What is communication? What is the key to effective communication?

 

Communication

A movement of a message, with clear meaning, from sender to receiver is known as communication (Richard Hodgetts, 2006).  Communication plays a pivotal role in the organizational internal and external performance. It moves either upward/downward or in both directions. However, an MNC cannot set a single communication pattern in all of its international subsidiaries as the communication is strongly influenced by the subsidiary’s local culture.  For example, KSA culture scores high on power distance (Hofstede, 2017). Thus, Nestle can never set an upward communication system in its Saudi subsidiary because subordinates are not supposed to directly communicate with the top management. Similarly, in the USA, an MNC may not be successful with a downward communication flow pattern due to the low level of power distance.

The effectiveness of communication is not guaranteed by the selection of communication flow pattern. An MNC needs to consider two main keys to infuse effectiveness in communication within an organization.  The first key is to generate an open feedback system (Richard Hodgetts, 2006), which allows each and every subsidiary to directly communicate with the parent company. It can be done by enabling a feedback system in which the subsidiary management can personally and impersonally contact with the parent office to discuss performance problems, the progress of goals, and other critical issues.

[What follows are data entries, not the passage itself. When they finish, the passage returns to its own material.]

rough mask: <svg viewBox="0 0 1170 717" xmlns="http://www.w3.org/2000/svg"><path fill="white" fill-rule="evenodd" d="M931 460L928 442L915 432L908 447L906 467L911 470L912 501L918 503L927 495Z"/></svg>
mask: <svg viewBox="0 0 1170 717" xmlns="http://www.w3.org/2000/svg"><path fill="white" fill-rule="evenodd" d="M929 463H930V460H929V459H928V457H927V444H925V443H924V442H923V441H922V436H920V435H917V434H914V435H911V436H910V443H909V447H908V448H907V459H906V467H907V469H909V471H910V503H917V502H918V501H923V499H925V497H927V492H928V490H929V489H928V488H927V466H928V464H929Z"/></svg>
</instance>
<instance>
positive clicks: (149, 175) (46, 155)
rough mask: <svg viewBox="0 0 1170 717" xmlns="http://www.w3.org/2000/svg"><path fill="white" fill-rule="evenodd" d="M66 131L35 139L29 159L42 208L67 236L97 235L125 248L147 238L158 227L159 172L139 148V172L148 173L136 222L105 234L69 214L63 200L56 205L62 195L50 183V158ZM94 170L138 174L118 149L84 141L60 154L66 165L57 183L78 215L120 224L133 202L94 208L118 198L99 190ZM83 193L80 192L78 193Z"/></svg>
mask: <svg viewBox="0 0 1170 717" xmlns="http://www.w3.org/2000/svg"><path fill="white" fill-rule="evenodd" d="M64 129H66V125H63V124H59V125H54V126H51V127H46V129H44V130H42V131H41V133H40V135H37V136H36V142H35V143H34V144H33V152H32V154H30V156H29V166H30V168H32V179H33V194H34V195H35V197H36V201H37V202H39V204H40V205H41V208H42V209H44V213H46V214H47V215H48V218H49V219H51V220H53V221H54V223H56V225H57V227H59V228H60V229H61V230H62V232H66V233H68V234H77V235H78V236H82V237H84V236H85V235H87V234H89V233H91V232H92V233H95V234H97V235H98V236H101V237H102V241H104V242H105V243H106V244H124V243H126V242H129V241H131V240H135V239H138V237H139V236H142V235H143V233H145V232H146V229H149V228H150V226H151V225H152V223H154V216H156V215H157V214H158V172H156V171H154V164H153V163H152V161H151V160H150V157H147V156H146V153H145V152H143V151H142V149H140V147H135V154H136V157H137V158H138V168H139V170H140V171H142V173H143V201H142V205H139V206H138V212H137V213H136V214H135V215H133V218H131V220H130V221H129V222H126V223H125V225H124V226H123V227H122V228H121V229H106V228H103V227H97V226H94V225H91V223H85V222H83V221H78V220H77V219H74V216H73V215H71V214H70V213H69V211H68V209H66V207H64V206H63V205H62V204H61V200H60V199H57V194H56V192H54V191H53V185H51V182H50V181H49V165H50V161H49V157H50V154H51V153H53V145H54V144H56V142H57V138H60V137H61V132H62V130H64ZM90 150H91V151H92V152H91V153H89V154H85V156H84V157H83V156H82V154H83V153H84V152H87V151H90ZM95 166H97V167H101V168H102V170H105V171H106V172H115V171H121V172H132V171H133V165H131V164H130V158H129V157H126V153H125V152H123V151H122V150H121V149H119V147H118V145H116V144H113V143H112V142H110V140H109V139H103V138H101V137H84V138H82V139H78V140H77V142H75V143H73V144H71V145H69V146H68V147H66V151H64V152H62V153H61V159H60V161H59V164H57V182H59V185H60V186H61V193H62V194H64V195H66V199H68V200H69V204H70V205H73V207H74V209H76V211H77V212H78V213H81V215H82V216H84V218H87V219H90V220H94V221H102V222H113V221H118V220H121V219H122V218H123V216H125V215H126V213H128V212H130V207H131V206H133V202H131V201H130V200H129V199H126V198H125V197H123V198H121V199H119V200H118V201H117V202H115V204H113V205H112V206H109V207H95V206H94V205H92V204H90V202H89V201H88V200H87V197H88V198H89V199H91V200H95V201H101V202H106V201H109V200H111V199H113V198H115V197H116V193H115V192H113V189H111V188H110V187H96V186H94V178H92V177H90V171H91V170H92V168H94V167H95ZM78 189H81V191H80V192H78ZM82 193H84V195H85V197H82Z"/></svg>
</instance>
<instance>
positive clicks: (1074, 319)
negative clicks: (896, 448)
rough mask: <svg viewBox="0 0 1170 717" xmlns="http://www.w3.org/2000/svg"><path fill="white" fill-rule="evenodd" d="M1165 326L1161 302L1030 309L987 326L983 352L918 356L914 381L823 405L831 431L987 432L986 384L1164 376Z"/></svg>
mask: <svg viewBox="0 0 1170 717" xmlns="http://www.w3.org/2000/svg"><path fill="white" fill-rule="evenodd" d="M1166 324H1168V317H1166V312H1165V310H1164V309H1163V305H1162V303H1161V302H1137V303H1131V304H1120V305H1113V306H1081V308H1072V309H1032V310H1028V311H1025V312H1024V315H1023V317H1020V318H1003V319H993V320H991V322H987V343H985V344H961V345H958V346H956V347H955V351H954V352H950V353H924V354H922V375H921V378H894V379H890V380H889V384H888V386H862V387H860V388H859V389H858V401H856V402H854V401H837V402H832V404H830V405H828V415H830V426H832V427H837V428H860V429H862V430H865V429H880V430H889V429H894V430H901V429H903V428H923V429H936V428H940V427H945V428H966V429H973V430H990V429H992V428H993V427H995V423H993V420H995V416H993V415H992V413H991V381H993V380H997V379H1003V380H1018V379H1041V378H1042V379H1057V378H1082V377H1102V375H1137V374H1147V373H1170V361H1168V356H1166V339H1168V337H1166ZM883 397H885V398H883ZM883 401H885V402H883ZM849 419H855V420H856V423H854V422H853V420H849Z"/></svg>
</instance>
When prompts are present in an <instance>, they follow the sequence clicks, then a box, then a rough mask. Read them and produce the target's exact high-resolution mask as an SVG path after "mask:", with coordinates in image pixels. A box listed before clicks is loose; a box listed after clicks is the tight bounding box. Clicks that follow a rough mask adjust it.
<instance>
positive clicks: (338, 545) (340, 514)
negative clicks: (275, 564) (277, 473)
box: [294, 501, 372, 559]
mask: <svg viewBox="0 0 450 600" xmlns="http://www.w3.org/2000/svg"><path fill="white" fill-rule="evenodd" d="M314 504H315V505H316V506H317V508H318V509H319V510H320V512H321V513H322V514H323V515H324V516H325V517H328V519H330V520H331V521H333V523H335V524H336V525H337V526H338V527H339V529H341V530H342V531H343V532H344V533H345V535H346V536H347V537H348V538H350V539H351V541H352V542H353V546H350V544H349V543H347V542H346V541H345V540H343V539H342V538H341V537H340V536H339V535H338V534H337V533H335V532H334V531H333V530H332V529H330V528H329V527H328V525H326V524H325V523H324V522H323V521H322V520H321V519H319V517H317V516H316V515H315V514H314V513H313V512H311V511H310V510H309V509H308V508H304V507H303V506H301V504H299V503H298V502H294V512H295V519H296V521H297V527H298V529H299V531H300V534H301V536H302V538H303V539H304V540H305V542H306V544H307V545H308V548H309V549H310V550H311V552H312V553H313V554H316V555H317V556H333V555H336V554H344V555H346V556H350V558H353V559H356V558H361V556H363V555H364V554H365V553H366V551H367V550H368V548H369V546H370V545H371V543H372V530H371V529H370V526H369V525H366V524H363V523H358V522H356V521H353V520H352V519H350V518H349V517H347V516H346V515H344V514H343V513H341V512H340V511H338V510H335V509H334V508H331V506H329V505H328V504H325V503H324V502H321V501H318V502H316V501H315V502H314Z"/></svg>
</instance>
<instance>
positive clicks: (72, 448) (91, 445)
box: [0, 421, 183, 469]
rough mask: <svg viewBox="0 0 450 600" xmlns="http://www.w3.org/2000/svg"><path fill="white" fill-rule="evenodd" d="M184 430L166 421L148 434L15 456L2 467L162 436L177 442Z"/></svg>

Since each subsidiary has its own local language, different from the parent office, therefore, it increases the communication ineffectiveness. The second key to effective communication is to provide language training to subsidiary managers to ensure that they can actively present their views in general meetings or communicate their branch’s problems and issues clearly. The third key understands the cultures of the operating countries. The home management and local managers must understand each other’s cultures to avoid communication breakdown (Richard Hodgetts, 2006).